Date of Award
Doctor of Philosophy
School of Medical and Health Sciences
Associate Professor Elin S. Gray
Dr Leslie Calapre
Professor Mel Ziman
Metastatic melanoma is responsible for almost 80% of all skin cancer-related deaths and the incidence of people affected continues to rise worldwide. The emergence of targeted therapy and immune-checkpoint inhibitors has improved the clinical management of melanoma, but durable survival benefit is only seen in a minority of patients. The use of these very expensive systemic therapies on all appropriate patients also poses a high economic burden on health systems across numerous countries. Currently, surveillance for treatment failure is not optimal. Thus, reliable and accurate biomarkers of patient disease status are urgently required.
Circulating tumour DNA (ctDNA) analysis has emerged as a potential “liquid biopsy” for melanoma. Plasma-derived ctDNA are short DNA fragments released into the bloodstream by apoptotic tumour cells. Studies have shown that ctDNA levels in blood correlate with tumour burden and can comprehensively capture the molecular heterogeneity of melanoma metastases. Thus, ctDNA appears to be a viable biomarker for monitoring treatment response and disease progression in melanoma patients. However, further studies aimed at comparing ctDNA and current standard clinical assessments are needed to fully define its suitability as a complementary test to guide treatment decisions.
This thesis aims to provide important information that will assist with the implementation of ctDNA as a biomarker for melanoma in the clinical management of the disease. This thesis is comprised of 7 chapters: a comprehensive literature review (Chapter 1. Introduction); a materials and methods chapter (Chapter 2); 4 results chapters (Chapter 3 – 6); and a final chapter with a general discussion of main findings and future directions (Chapter 7. General Discussion and Future Directions).
The first chapter of the thesis includes a thorough review of the literature on ctDNA as a potential biomarker for melanoma disease (Chapter 1). This is then followed by a detailed description of our protocol for plasma ctDNA extraction and quantification using droplet digital PCR (Chapter 2). Using this methodology, we evaluated the ctDNA detection rate in untreated BRAF mutant melanoma patients, as a potential alternative to tumour genotyping (Chapter 3), where the potential economic benefit of implementing plasma ctDNA testing by ddPCR relative to tissue BRAF testing was also investigated.
The study in Chapter 4 demonstrated that pre-treatment plasma ctDNA is predictive of patient outcomes in the first-line treatment setting. However, baseline ctDNA level was not predictive of outcomes in the second-line immunotherapy setting, especially in patients that were pre-treated with BRAF/MEK inhibitors. Moreover, we found preliminary evidence that patients with high pre-treatment ctDNA may benefit from combined anti-CTLA-4/anti-PD-1 therapy.

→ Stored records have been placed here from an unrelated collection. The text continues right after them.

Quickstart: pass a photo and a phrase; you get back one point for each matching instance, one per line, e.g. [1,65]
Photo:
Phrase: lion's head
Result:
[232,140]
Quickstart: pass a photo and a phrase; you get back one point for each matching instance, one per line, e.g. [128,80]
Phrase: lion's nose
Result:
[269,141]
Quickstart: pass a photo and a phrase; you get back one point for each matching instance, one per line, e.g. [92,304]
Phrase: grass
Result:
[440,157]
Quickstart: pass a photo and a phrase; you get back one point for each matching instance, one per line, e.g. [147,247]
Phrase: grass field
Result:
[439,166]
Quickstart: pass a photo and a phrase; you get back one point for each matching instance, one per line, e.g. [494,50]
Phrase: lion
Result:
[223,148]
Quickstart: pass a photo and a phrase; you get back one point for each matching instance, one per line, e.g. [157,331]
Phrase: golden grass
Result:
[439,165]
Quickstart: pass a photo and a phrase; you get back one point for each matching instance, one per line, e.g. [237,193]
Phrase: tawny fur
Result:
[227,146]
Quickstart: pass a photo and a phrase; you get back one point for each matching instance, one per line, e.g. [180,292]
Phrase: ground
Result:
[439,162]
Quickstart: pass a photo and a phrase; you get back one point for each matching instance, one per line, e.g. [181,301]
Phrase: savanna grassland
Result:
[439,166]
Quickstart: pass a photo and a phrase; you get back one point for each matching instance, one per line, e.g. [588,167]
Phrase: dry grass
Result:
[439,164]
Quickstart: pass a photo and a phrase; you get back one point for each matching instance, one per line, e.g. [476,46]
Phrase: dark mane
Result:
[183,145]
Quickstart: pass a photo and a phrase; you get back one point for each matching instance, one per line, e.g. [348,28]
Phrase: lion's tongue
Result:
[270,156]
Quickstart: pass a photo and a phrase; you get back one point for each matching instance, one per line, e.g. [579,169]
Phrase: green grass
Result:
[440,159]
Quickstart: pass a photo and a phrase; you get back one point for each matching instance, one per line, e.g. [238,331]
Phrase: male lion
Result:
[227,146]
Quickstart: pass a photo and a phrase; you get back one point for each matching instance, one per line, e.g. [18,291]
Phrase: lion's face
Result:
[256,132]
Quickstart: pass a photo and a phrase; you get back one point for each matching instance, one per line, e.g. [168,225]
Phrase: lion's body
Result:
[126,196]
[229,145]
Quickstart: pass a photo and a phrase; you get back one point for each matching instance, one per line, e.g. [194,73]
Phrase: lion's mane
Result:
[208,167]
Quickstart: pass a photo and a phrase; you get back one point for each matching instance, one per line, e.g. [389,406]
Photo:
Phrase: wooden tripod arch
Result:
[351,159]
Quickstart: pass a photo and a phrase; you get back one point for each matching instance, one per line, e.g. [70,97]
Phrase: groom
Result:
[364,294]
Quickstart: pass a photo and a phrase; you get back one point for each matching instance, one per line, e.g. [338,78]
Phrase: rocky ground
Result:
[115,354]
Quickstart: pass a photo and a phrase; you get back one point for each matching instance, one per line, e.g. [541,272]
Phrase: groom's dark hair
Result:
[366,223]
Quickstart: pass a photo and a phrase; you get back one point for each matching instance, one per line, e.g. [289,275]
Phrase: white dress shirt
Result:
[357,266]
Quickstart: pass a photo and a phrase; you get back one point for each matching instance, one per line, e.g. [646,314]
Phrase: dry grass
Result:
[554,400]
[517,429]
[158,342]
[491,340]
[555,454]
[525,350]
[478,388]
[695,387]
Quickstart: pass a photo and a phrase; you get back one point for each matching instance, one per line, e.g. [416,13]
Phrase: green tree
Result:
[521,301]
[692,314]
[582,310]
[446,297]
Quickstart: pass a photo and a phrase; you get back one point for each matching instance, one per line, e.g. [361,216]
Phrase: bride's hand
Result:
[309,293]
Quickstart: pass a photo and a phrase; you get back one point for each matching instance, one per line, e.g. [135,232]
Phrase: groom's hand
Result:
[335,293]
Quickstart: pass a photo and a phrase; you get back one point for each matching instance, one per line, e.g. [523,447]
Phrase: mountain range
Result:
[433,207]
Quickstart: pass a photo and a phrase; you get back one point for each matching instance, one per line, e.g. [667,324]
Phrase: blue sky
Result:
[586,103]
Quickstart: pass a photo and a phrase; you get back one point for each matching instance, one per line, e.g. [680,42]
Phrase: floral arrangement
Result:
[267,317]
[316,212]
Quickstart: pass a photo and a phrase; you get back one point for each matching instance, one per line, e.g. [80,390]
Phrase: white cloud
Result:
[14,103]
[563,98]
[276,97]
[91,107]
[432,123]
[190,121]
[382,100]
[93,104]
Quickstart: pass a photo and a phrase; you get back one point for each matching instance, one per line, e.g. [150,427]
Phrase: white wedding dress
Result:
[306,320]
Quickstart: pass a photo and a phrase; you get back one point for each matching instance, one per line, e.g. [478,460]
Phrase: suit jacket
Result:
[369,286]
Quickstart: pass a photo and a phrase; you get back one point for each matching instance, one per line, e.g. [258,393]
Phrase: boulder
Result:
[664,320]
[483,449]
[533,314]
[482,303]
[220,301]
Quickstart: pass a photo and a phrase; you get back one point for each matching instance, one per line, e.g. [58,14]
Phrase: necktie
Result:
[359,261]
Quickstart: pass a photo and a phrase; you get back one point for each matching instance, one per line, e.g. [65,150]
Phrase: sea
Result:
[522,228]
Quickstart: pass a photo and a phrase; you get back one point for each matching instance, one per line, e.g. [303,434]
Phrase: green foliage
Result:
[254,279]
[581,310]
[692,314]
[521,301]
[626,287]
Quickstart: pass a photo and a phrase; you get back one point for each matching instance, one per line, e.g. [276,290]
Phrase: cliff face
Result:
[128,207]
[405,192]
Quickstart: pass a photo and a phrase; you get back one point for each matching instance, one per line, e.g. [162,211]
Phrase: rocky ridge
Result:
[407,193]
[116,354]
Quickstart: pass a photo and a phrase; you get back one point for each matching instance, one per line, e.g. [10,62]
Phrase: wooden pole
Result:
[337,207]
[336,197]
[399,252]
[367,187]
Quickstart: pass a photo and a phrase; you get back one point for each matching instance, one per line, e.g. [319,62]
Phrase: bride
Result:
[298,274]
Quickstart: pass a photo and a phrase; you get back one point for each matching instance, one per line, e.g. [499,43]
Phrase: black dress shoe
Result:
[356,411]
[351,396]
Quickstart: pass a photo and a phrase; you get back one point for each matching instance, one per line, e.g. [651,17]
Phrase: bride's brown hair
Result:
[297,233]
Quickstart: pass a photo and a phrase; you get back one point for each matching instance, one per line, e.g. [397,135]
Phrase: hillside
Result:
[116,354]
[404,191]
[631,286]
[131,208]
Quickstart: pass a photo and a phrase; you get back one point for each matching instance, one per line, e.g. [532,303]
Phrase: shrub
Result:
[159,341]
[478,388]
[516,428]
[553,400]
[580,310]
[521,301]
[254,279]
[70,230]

Chapter 5 discusses the validity of ctDNA as a surveillance biomarker for melanoma. The kinetics of ctDNA decline were found delayed in patients treated with immunotherapy compared to those receiving MAPK inhibitors. Nonetheless, decreasing ctDNA levels within 12 weeks of immunotherapy or BRAF/MEK inhibitors was strongly concordant with treatment response and significantly associated with longer progression-free survival (PFS). Furthermore, exploratory analysis of nine patients commencing anti-PD- 1 therapy showed a trend of high tumour mutational burden (TMB) and neoepitope load in responders compared to non-responders.
Chapter 6 evaluates the validity of ctDNA to accurately detect disease progression using both a retrospective and a prospective cohort of melanoma patients. The results indicated a moderate detection rate, suggesting that more sensitive methodologies are required to achieve a limit of detection comparable to current medical imaging.
Finally, Chapter 7 provides a general discussion of the studies covered in this thesis. It underscores the clinical validity of ctDNA as a biomarker of prognosis and therapeutic response in melanoma patients, while highlighting important limitations inherent to ctDNA analysis that need to be thoroughly addressed before it can be successfully implemented in the clinic.
Chapters 2, 3 and 6 are not available in this version of the thesis, as well as some images from Chapter 1.